Doctors don’t still recommend douching, do they? My partner insists on doing it once a week. Could you explain why she should or shouldn’t douche?
I can’t speak for all doctors, of course. There may be some instances in which douching is of practical medical value. But based on research done in the past several years, it’s safe to say the consensus is that douching has far more risks than benefits.
Despite what she sees in advertisements and what she may perceive as good hygiene, a weekly vaginal douche seems like a bad idea to me. Here are some of the arguments against douching:
- The vagina has its own self-cleansing system, so douching isn’t really necessary. Women who have excessive or foul-smelling discharge should see their doctors to determine if they have an infection. Otherwise, normal bathing should be adequate to keep the vaginal area clean. Douching may interfere with the natural cleansing.
- When healthy, a vagina has a balance between microorganisms and acidity. Beneficial bacteria and other beneficial “flora and fauna” help maintain this balance and protect the vagina from infection. Douching may upset that balance and make the vagina more prone to infection and disease.
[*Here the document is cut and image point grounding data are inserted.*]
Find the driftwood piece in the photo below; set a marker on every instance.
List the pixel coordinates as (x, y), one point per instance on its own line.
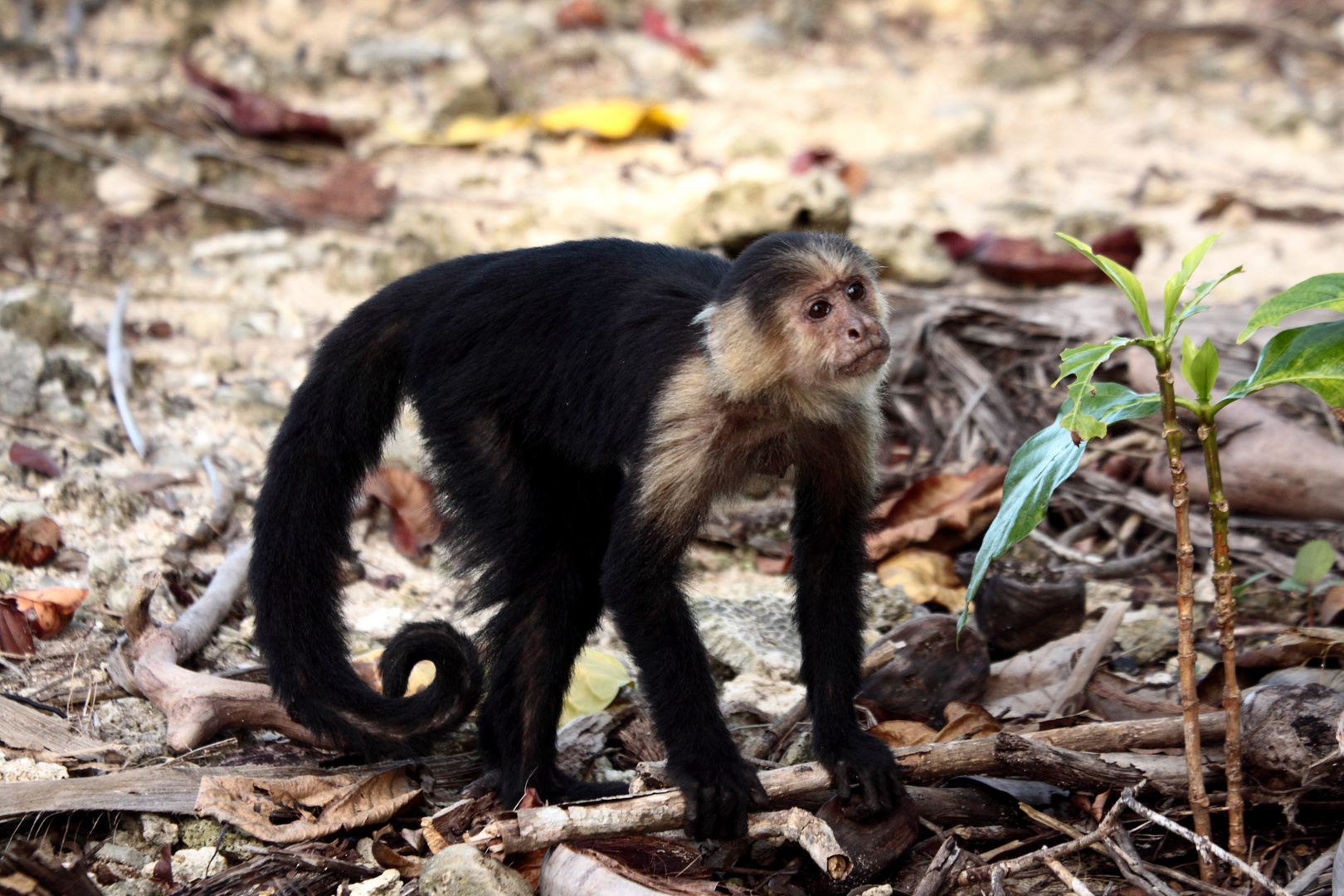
(27, 728)
(765, 743)
(197, 704)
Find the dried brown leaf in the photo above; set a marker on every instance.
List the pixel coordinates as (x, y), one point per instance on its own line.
(960, 504)
(308, 806)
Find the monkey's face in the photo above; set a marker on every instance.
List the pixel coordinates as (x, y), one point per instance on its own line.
(840, 328)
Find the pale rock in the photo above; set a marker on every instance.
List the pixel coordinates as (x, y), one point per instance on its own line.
(26, 768)
(908, 253)
(158, 830)
(37, 312)
(386, 884)
(772, 694)
(21, 366)
(958, 128)
(197, 864)
(140, 727)
(743, 212)
(1148, 635)
(464, 871)
(56, 406)
(402, 54)
(752, 633)
(17, 512)
(246, 242)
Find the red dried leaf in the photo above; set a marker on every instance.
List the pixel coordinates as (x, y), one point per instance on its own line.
(49, 610)
(32, 542)
(347, 192)
(580, 14)
(416, 522)
(15, 631)
(850, 173)
(655, 24)
(958, 507)
(257, 114)
(1025, 262)
(34, 460)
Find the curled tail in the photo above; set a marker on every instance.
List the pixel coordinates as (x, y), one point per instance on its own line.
(329, 440)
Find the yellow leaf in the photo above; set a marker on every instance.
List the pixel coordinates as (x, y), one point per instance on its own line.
(597, 679)
(925, 575)
(611, 119)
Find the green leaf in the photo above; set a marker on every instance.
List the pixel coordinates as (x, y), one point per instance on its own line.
(1309, 356)
(1207, 286)
(1176, 285)
(1124, 278)
(1313, 562)
(1042, 464)
(1082, 363)
(1322, 290)
(1199, 368)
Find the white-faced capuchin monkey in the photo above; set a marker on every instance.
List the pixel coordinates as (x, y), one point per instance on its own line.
(582, 405)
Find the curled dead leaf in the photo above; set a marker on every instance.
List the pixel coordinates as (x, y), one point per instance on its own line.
(308, 806)
(49, 610)
(953, 508)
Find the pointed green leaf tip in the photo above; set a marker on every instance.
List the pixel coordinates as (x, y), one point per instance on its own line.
(1324, 290)
(1176, 285)
(1313, 562)
(1081, 363)
(1199, 367)
(1042, 465)
(1121, 275)
(1309, 356)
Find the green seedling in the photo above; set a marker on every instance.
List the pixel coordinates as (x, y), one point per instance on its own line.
(1309, 356)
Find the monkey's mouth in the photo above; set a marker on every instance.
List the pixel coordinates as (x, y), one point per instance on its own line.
(869, 362)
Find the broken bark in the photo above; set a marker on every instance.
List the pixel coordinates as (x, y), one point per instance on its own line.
(197, 704)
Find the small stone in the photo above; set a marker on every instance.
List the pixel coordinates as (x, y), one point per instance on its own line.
(26, 768)
(743, 212)
(1147, 635)
(386, 884)
(197, 864)
(752, 633)
(21, 366)
(463, 871)
(156, 830)
(908, 253)
(35, 312)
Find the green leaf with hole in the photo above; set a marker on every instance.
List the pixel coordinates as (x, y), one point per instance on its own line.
(1199, 367)
(1176, 285)
(1309, 356)
(1082, 363)
(1042, 465)
(1121, 275)
(1313, 563)
(1324, 290)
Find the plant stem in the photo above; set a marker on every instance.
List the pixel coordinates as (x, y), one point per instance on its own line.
(1185, 609)
(1226, 621)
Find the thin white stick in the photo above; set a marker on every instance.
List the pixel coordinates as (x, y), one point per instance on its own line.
(119, 368)
(1202, 844)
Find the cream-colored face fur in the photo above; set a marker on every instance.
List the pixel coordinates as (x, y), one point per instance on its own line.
(816, 362)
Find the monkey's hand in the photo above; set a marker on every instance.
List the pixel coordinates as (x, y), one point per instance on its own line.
(718, 796)
(858, 758)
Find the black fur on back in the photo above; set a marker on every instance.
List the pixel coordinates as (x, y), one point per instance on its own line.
(533, 373)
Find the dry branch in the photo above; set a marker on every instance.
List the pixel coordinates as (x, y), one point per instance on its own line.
(197, 704)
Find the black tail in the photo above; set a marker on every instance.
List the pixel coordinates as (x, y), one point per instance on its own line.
(331, 437)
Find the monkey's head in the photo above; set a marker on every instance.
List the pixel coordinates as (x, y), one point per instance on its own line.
(800, 310)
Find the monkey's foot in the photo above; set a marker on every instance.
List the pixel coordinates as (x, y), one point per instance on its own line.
(864, 761)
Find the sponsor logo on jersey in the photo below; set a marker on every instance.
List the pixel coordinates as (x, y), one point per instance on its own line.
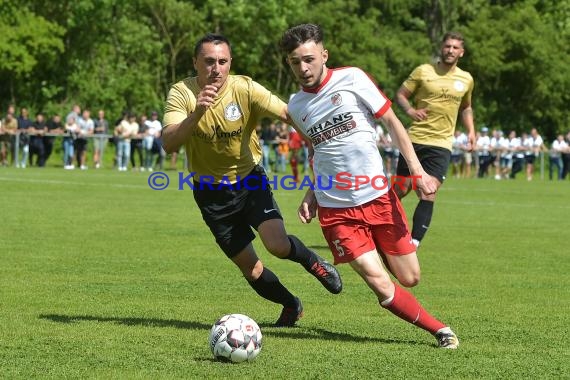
(216, 132)
(232, 112)
(335, 126)
(459, 85)
(336, 99)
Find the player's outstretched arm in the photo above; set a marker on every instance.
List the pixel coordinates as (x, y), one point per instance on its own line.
(400, 137)
(175, 135)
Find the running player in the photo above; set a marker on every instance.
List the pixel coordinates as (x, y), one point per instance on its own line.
(440, 91)
(214, 115)
(337, 110)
Frequent douching may also mask the presence of infection.
- Some women may be sensitive or allergic to the chemicals in douching products. Irritation can cause burning, itching and increased vaginal discharge. Such reactions can arise in women who have used the same products for years.
- Recent studies indicate that women, particularly young women, who douche have substantially increased risks of pelvic inflammatory disease, or PID; vaginal infections, especially bacterial vaginosis; and ectopic pregnancy, in which the fertilized egg implants somewhere outside the uterus.
- Douching may reduce a woman’s fertility. A study published in the American Journal of Public Health found that women who were trying to become pregnant took much longer to conceive if they douched. On a monthly basis, douching reduced the woman’s chances of conception by 30 percent.
There really aren’t any proven benefits to douching, other than making a woman feel better if she believes douching keeps her clean. But, this is a misconception. The vagina is not dirty, and a certain amount of vaginal discharge is both normal and healthy.